Laggiù per te, c'è una stella.
Coraggio bambino,
il sole è vicino.
Riemergi campione,
dal buio cammino.
Tu sei il più forte.
Ti sono vicino.
 
 
 
Risveglio
 
E mi svegliai!
Precipitavo vorticosamente,
sprofondando in un baratro,
irto di aculei fiammeggianti,
senza fine,
risucchiata in un gorgo magnetico,
gestito dalla follia,
attratta in un vortice,
ai limiti della paranoia,
annaspando, tra le putride acque,
del dubbio,
assalita da viscide alghe.
E cercai. Cercai disperatamente,
frugando tra i recessi della mente,
sgretolando con gli artigli,
il muro della memoria, nella
filigrana della realtà,
in cerca di una verità celata,
un attimo da salvare.
E mi travolse, qual muro che crollava.
E tutto intorno a me si infranse.
E mentre le lacrime scavavano
solchi accesi nella mia anima,
le membrane incrinate della mente,
esplosero. E incontrai il dolore,
che mi offrì la sua coppa.
E bevvi, come nettare, il fiele.
E sprofondai. Ancora più giù,
sempre più giù, nel nonsenso.
E approdai, rabbrividendo con disgusto,
nel gelido lago della tua mente.
 
Roma, 13 gennaio 2000
 
 
 
Bufera d'estate
 
Una cappa pesante,
opprime il mio cuore.
Minacciose nel cielo,
si addensan le nubi.
Scontroso il sole,
diserta la scena.
Eolo si appresta,
a svuotare il suo otre.
Nel cielo adombrato,
esplose la furia.
Squarciate, le nubi,
scoppiarono in pianto.
Stravolta la chioma,
la foresta di pietra,
le scheletriche braccia protese,
in preghiera.
Dall'Olimpo, Zeus,
scatenò le saette.
Tra lampi e bagliori,
la terra si accese.
Ma in estate, si sa,
la tempesta non dura.
Il sereno tornò,
si placò la natura.
Tutto ora è calmo,
ma nulla è com'era.
Sfiducia e dubbio,
cavalcano a fianco.
Due linee distratte,
due parallele protese.
E mai più,
si potranno incontrare.
 
 
 
L'arcipelago del malessere
 
Qualche volta mi sento un'aliena,
persa in un mondo agnostico, che non so capire.

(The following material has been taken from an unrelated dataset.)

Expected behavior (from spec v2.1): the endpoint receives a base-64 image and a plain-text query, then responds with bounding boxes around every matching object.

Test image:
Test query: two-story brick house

Qualche volta vorrei dimenticare, poter ignorare.
Qualche volta mi vorrei sbarazzare di robot, fretta,
pillole killer e male.
Qualche volta, vorrei azzittire,
quell'astratto signore, che in virtù della notizia,
con voce pacata narra,
storie di sangue, di pazzia e di orrore.
La conoscenza della realtà è forza troppo grande,
per l'ignorante stupore.
E talvolta la mente fiacca nella follia si esalta,
e al mostro dona allori e lo eroicizza.
E nell'emularlo poi, di sangue e fango,
le sue mani imbratta.
Qualche volta, vorrei parlare con un adolescente,
fragile fiore senza passato,
figlio di un arcipelago ignoto,
dove il linguaggio dei sentimenti è stato dimenticato.
"Vorrei conoscere la radice del tuo male.
Di quel gorgo profondo che ti risucchia il cuore.
La matrice dell'odio, il perché del rancore!".
E al mio dire accorato, si leva con sdegno,
un vecchio fanciullo, di malessere pregno.
"Non giudicare, ragiona col cuore.
Ti voglio parlare del mio dolore.
Perché non si spoglia del suo sussiego,
e non cresce con me. Non mi fruga nel cuore?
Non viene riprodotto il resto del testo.